一緒に死んで、一緒に生きよう
自分の覚悟が決まったら善は急げだ。
最近夕暮と居ると思うが、夕暮の能力が戻り始めているかもしれない。本人は気づいていないかもしれないが。
「最近、よく物が動いてる気がするんだ。自分が置いた場所と違う場所から見つかるって言うか……。疲れてるのかな、僕」
そう聞いたのは昨日の話だ。もし無意識に能力を使ってるとしたら。まだ無意識下だから効果が短いのかもしれない。そもそも無意識下で能力を使えるのか?という疑問が残るが、気にしないことにする。もしかしたら、という自分の勘を信じよう。
「紫花」
明らかに待ち伏せをしていた茜に呼び止められる。
「茜。何か用?」
「俺さ、やっぱり夕暮を守りたいんだ。紫花の気持ちが変わらないなら、力ずくでも止める」
「喧嘩しようって?」
実際、俺は茜と喧嘩をしたい訳じゃない。茜も夕暮も十年以上一緒にいた友達だ。出来ることなら平和にいきたい。俺と茜は、夕暮の守り方が違うだけだ。それでも、お互い自分の意思を突き通したいのなら。
「手加減しないから」
「いらねーよ!」
殴り合いの喧嘩なんてした事ない。ずっと仲が良かった。
「お前は、意見を曲げてんじゃねーーよ!!!守る方法が殺すって、おかしいじゃねーか!」
茜のパンチを顔で受ける。んな事言ったって……。
「どの道夕暮は殺されるんだよ!方法なんて無いんだ!!分かれよ!今まで何も知らなかったくせに急にヒーローぶってんじゃねーよ!」
負けじと俺も茜の頭をめがけて蹴りを入れる。茜は腕で防ぎながら、少しよろける。
「友達守りたいって思うのは普通の事じゃねーの!?ヒーローぶってねーよ!!今までずっと本当のことを知りながら今更殺すことが正義?バカも程々にしとけ!!!!」
茜の2度目のパンチがもろに来て、鼻血を流す。
「じゃあお前、これからずっと夕暮の為に生きるのか!?誰から狙われるかも分からない、宇宙さんがどんな手を使ってくるかも分からない中で、ずっと夕暮を守って生きるか!?敵は俺だけじゃないんだ!!」
俺の膝が茜のみぞおちにめり込む。
「うっ……」
ふらつきながら後ろによろけ、壁に寄りかかる。
「それでも……夕暮は友達で……今だって、紫花と喧嘩したい訳じゃなくて……でも、」
肩で息をしながら茜がつぶやく。今までお互い殴り合いなんてしたことが無いから、限界が来た。茜に蹴りが入らなくても、こっちが先に落ちていただろう。
「夕暮がいない世界で生きるのは、やだなぁ……」
小さい、でも気持ちの籠った声だった。
「今までなんも考えてなかったから、俺が悪いから。夕暮、友達だけどさ、俺らの親じゃん?思い入れ、変わっちゃったよ。紫花だって、兄弟みたいなもんじゃん。ずっと一緒にいようよ……。普通に、ただ普通に生きたいだけなんだよ」
茜は……夕暮に死んで欲しい訳じゃなくて、三人でいられなくなるのが嫌なだけ、なのかもしれない。だったらアプローチを変えてみようか。
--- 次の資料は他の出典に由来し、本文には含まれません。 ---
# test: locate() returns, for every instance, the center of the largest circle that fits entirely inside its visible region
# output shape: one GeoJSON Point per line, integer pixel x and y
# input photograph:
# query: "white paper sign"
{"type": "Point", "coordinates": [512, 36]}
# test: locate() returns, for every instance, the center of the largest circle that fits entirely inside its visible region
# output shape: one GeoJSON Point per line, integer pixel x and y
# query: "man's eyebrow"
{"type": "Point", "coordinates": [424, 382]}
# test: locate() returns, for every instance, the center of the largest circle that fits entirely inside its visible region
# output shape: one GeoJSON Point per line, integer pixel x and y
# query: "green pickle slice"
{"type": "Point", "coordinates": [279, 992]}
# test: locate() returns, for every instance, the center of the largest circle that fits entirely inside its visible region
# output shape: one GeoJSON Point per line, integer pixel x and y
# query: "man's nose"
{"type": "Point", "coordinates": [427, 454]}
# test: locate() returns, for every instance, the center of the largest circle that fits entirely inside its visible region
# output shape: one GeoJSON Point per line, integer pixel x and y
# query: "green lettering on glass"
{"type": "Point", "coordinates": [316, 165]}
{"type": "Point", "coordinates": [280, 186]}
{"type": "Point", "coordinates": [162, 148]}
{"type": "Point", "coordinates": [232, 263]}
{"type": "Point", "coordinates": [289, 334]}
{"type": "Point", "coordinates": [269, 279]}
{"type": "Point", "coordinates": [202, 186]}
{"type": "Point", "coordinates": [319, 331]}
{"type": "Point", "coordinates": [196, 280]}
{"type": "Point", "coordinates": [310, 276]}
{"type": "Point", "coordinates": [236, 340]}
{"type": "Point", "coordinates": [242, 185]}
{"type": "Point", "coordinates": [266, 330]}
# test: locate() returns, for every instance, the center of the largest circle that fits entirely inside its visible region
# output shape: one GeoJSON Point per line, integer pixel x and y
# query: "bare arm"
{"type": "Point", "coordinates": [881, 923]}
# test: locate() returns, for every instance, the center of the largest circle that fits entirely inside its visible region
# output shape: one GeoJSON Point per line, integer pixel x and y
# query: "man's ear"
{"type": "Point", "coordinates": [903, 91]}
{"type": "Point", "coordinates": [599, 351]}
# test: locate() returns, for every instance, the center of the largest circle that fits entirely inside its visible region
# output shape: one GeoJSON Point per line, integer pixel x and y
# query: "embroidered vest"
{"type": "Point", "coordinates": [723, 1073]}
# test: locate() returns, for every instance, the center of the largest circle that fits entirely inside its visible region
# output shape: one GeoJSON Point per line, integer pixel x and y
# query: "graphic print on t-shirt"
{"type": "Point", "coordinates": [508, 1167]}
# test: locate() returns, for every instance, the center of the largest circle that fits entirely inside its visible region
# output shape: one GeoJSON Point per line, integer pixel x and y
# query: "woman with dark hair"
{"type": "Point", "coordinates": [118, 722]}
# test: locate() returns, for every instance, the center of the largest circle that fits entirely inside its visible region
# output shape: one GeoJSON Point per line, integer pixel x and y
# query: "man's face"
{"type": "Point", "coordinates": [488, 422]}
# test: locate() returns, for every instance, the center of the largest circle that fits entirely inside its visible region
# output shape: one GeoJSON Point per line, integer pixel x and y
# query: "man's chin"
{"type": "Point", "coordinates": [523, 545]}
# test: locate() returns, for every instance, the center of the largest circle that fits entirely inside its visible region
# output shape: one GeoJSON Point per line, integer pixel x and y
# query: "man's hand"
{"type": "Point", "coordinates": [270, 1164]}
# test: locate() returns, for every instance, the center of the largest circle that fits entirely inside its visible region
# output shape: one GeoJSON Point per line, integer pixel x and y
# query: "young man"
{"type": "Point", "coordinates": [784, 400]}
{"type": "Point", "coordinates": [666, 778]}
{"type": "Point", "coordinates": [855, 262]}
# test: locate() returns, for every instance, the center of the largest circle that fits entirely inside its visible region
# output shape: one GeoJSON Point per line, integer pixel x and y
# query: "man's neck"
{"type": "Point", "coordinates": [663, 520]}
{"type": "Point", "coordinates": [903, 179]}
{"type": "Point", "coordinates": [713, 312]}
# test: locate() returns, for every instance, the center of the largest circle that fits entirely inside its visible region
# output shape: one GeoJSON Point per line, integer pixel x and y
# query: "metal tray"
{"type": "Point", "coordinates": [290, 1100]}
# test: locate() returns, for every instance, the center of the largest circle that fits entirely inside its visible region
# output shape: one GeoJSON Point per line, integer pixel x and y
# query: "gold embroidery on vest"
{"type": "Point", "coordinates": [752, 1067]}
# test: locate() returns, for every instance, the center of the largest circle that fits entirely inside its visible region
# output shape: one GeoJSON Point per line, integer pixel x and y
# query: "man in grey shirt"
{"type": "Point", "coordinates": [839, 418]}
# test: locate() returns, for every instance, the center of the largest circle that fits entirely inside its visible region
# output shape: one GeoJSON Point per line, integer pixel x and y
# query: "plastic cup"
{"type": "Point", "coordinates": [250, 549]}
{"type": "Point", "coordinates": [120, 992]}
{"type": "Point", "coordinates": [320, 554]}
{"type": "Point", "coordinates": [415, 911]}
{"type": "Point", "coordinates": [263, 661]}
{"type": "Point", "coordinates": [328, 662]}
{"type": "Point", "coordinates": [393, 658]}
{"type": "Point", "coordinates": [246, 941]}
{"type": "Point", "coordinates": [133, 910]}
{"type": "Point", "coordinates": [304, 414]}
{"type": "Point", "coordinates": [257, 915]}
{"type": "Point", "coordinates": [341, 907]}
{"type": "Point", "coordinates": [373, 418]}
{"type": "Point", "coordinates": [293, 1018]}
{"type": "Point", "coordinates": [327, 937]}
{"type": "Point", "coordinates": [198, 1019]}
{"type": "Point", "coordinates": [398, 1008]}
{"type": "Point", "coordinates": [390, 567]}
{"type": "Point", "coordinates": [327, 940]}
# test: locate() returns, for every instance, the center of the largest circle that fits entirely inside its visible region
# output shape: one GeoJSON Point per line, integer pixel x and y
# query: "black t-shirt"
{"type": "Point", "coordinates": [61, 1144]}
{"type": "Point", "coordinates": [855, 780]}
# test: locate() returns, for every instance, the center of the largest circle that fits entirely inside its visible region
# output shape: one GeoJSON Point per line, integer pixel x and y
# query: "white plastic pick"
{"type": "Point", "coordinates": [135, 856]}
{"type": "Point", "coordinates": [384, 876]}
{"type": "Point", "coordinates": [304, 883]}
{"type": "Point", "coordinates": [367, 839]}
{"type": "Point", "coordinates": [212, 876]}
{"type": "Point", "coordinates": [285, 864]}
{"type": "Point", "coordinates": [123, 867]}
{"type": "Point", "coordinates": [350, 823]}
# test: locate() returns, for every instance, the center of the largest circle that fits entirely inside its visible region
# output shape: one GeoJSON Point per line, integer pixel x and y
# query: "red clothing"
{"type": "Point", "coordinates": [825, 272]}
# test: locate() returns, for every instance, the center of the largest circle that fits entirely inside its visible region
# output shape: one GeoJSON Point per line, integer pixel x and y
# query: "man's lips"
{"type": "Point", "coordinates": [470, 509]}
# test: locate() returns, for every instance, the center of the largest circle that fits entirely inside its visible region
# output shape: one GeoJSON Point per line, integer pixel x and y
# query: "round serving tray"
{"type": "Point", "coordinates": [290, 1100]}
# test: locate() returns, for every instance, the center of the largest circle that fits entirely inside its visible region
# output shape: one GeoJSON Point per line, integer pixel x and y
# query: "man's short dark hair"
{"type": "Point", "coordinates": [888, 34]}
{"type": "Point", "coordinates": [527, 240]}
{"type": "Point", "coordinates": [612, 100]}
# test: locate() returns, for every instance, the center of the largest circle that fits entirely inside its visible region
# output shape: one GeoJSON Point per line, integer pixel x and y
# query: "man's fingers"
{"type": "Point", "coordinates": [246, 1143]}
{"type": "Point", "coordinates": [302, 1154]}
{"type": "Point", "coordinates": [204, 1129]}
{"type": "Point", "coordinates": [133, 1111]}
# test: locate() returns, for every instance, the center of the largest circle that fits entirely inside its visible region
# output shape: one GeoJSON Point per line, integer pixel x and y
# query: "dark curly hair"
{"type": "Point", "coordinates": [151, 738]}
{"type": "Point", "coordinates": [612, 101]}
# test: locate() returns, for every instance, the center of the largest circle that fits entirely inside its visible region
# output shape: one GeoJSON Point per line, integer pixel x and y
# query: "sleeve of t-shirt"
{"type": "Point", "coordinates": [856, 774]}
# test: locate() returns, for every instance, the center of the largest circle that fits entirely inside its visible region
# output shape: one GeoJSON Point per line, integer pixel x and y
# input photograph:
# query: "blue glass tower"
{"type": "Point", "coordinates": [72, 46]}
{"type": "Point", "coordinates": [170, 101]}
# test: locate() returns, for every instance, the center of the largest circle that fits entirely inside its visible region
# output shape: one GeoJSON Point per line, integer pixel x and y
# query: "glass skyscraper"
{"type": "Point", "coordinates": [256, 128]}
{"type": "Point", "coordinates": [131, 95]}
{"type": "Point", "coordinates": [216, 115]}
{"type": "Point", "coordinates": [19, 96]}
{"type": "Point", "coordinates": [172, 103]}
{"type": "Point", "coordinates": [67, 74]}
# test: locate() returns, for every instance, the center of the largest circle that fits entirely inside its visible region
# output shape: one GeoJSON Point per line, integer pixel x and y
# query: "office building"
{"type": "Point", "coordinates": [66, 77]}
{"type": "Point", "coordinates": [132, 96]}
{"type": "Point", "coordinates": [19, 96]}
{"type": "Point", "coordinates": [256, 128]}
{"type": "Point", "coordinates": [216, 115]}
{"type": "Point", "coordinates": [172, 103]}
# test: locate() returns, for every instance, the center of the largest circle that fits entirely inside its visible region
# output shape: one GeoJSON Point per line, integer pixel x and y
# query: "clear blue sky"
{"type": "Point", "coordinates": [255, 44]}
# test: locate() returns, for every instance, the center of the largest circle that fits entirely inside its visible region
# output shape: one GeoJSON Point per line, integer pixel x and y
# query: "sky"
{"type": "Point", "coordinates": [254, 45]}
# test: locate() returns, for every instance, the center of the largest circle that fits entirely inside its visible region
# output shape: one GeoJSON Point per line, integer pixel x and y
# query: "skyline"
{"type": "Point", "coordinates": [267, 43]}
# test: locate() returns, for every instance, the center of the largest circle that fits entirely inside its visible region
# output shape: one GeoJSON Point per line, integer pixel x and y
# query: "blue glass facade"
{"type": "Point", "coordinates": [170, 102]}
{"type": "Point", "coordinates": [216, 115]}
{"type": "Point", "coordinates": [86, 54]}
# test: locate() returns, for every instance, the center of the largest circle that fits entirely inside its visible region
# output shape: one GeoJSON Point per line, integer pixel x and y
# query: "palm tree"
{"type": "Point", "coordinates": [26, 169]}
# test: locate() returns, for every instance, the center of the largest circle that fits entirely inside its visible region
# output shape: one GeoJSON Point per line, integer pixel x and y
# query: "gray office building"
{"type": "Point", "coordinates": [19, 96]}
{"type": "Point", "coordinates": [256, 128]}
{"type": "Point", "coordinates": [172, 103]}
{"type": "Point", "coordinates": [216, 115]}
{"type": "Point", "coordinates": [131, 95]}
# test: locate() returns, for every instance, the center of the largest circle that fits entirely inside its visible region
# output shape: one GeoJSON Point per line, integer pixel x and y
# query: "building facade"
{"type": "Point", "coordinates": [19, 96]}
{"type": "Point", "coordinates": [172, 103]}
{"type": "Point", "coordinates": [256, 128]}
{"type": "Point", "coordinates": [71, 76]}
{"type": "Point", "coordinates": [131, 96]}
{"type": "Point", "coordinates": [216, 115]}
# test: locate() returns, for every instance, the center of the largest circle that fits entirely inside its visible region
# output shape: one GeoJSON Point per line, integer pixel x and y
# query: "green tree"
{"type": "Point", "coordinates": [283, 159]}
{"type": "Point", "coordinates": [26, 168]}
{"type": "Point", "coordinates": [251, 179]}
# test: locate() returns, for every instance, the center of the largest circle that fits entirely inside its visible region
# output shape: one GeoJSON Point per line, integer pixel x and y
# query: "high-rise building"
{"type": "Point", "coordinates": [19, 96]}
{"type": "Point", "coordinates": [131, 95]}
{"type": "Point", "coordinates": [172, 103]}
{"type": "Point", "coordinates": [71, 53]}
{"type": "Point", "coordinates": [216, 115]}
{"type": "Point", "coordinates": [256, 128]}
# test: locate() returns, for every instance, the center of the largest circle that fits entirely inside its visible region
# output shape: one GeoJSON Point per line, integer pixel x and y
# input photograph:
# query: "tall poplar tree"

「だったら、三人で死のう。夕暮れを殺して、俺らも一緒に死のう。誰も一人にしない。俺らは花だ。死は怖くない。人としての茜紫音と紫花陽太が消えるかもしれないけど、花として生きていこう。一緒に。夕暮はいないけど、俺はいる」
「心中とプロポーズ同時にしてんじゃねーよ」
「してねーよ」
確かにプロポーズ紛いになってしまったが、まぁいいだろう。一緒に死んで、一緒に生きよう。